A complete index of references for the “Meet me at The Steps” series is included with part six.
 Park lots are tracts of land within the city of Toronto’s concessions. The original park lots, granted to York’s founders, were roughly 2km latitudinally by 200m longitudinally. These shaped Toronto’s morphology and arterials. See Spelt (1984) and J.M.S. Careless (1984).
 See generally Namaste (1996).
 Serialization editing note (2016): after this paper was drafted in 2011, the American Psychiatric Association moved in August 2012 to partially de-pathologize and de-institutionalize trans people from a diagnosis of mental illness on the basis of being trans. The fifth and current edition of the Diagnostic and Statistical Manual of Mental Disorders, the DSM-V, paralleled this move with hesitance, ultimately relegating the temporary “dysphoria” of an individual coming to terms with their relationship with gender as a transient diagnosis, whilst removing all institutional diagnoses previously related to being trans, irrespective of one’s age. (This “dysphoria”, or state of unease or discomfort with a trans person not transitioning, whilst no longer classified as a “disorder”, remains a partial pathologization affecting all trans people with an optics of “mental illness”.) Hesitance for a total de-pathologization from the DSM-V may be linked to the working group of psychiatrists and sexologists chaired by Kenneth J. Zucker, a former co-principal of Toronto’s Gender Identity Clinic at the Centre for Addiction and Mental Health. Zucker was departed from the Gender Identity Clinic in 2015.

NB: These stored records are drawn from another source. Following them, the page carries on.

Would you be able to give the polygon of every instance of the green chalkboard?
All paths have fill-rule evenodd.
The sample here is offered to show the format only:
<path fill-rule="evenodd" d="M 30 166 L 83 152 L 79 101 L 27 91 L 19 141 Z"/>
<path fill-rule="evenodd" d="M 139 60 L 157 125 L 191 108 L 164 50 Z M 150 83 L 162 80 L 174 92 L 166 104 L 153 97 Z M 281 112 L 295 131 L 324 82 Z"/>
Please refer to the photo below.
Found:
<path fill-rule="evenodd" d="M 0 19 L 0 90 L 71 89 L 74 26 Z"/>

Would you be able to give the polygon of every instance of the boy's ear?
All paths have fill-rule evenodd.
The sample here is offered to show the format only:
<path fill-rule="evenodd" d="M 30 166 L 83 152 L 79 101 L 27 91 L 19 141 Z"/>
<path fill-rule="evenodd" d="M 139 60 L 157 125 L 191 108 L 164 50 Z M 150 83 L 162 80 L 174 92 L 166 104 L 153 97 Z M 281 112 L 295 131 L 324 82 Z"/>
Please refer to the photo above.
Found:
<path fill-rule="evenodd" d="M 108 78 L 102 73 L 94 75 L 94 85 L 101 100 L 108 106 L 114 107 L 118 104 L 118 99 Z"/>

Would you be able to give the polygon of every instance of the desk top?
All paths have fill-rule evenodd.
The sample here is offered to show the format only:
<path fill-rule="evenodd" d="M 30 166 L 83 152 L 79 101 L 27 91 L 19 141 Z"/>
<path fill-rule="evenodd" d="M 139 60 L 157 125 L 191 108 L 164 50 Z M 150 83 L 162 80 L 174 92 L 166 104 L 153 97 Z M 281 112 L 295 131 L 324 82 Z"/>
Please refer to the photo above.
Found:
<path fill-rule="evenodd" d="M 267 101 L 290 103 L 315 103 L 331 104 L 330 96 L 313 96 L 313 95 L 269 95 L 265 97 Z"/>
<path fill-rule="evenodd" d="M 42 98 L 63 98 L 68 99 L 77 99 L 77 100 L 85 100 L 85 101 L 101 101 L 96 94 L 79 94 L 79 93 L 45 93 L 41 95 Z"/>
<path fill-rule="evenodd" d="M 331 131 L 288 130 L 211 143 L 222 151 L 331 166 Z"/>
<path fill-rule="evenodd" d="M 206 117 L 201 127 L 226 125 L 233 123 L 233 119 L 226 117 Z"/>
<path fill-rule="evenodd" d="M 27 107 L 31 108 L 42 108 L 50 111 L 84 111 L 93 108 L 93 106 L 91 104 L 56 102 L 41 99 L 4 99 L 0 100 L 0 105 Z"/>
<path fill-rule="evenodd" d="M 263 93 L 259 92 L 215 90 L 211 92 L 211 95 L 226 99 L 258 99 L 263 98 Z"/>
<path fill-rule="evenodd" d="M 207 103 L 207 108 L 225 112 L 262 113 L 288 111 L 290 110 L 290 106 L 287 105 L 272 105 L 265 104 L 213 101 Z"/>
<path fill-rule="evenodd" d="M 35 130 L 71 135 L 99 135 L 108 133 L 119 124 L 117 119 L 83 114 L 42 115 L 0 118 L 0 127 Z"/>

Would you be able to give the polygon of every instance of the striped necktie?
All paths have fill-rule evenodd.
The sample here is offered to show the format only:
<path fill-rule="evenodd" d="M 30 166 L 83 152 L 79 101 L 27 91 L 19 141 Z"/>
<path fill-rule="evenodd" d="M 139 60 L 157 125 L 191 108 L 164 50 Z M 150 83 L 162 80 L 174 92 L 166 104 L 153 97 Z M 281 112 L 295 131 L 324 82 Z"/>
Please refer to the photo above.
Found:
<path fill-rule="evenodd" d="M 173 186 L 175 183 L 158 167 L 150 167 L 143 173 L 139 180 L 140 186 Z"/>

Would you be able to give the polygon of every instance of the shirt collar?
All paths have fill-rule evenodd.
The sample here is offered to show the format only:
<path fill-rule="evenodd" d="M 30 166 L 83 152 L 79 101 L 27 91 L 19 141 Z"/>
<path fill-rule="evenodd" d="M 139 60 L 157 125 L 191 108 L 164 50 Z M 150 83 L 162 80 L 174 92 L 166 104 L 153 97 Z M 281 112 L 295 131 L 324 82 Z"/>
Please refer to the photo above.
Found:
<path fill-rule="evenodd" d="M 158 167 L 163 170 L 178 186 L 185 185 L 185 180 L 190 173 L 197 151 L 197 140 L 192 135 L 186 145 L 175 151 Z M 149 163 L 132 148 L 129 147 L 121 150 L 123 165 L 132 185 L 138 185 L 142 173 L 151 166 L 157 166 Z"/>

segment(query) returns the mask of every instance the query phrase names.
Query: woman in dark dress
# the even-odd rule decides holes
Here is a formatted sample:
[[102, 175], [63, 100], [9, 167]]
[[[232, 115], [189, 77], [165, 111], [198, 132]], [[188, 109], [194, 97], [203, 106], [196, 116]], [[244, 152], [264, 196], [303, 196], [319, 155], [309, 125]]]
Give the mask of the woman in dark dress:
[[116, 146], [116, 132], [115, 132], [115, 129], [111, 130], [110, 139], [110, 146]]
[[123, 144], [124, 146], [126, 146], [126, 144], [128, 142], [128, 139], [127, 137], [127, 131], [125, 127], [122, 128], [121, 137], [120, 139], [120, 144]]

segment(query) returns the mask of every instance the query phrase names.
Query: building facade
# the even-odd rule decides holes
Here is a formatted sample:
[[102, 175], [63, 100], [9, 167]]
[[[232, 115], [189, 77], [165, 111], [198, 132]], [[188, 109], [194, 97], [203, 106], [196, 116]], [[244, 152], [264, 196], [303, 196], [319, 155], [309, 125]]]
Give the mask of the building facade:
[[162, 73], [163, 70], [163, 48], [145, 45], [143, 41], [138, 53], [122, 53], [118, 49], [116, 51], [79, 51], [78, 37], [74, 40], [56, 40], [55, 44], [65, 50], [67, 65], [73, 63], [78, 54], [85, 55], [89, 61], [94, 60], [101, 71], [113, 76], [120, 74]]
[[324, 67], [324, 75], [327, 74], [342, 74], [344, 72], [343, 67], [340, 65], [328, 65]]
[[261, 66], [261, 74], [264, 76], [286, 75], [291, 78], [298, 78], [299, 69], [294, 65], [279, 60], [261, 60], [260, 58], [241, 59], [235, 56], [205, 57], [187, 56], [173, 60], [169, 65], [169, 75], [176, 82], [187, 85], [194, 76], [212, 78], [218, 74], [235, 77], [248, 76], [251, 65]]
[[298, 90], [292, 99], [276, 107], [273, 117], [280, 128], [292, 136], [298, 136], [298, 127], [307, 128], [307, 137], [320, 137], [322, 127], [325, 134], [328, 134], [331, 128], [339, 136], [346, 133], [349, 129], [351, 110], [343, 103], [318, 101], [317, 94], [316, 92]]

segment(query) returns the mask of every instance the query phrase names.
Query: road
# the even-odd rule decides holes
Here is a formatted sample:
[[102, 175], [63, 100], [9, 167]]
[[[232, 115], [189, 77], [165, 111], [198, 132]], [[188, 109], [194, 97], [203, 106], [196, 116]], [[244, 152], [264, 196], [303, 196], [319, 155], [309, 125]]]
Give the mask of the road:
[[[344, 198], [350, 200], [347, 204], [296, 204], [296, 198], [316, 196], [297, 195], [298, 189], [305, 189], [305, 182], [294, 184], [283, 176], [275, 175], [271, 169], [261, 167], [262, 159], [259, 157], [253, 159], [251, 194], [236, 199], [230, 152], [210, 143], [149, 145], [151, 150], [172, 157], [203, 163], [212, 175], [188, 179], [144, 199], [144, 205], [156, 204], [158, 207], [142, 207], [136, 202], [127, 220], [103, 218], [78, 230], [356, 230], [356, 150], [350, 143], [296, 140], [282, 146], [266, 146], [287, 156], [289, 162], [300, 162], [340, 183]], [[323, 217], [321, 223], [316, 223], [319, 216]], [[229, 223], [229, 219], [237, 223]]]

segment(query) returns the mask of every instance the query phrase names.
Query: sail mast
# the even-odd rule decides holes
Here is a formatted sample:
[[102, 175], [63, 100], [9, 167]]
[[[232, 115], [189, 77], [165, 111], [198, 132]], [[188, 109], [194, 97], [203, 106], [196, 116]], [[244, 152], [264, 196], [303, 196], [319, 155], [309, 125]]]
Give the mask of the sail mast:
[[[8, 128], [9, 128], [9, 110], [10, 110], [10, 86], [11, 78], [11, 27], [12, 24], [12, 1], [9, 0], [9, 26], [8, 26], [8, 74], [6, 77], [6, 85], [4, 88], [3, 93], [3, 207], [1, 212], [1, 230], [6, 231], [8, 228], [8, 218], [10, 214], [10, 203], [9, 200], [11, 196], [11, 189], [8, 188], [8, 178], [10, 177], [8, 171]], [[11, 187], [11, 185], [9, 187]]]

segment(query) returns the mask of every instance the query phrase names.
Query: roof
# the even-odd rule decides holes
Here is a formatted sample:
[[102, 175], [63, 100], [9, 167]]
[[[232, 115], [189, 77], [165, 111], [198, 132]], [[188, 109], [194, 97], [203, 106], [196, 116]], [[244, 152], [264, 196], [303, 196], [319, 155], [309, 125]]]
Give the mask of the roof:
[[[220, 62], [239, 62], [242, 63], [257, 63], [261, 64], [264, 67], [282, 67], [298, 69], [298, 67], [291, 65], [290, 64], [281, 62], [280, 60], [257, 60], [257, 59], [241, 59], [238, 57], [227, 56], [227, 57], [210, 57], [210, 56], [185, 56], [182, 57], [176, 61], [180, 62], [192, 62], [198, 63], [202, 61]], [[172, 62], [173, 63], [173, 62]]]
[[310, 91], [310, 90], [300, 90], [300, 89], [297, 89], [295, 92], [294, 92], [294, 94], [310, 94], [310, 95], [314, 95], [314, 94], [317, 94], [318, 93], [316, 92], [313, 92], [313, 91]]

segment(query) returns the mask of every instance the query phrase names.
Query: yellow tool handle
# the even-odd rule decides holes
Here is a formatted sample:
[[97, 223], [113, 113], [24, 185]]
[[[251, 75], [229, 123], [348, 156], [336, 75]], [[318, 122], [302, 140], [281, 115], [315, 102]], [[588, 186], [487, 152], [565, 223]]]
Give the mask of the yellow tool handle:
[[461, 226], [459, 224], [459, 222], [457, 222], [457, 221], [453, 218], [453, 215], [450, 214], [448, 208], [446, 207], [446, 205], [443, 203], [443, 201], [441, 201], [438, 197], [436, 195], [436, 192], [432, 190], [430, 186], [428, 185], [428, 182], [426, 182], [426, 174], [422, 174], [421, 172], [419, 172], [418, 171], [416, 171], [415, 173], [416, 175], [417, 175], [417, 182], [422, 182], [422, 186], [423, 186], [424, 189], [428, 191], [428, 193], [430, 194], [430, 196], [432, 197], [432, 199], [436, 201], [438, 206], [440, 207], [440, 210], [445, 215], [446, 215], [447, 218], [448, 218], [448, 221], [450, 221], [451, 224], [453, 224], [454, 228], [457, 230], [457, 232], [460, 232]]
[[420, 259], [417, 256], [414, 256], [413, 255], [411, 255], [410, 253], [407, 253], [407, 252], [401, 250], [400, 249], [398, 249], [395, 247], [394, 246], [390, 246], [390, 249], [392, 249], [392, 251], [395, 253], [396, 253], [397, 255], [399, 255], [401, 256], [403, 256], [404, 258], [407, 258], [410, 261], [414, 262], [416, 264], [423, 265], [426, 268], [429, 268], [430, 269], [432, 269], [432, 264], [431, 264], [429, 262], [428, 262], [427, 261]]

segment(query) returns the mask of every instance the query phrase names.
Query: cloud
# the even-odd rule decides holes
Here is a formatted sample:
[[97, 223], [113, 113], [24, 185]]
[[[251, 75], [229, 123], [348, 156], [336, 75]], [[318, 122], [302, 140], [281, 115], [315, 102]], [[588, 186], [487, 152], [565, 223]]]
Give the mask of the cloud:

 Jamie Lee Hamilton, a Vancouver trans woman and sex worker, remarks how during the early years of Vancouver’s gay history (sharing analogous narratives to gay histories throughout North America during the 20th century), trans women frequently “worked doing female impersonation in gay bars.” She adds: “Working in these shows provided gender affirmation for many of us who were transitioning. The bars were safe places where we could… earn our livelihood. Entertainers often turned tricks to pay the bills” (Irving 2009, 34). This account also acknowledges a history of vocational constraints placed prescriptively on women who are trans.
This unpublished manuscript was drafted August 2011, revised for review in June 2012, and edited for serializing in 2016. It is peer-reviewed by two scholars; two other reviewers rejected the topic posthaste. Composed originally for Will Straw’s Media and Urban Life (COMS675) graduate seminar, fall 2010, at McGill University.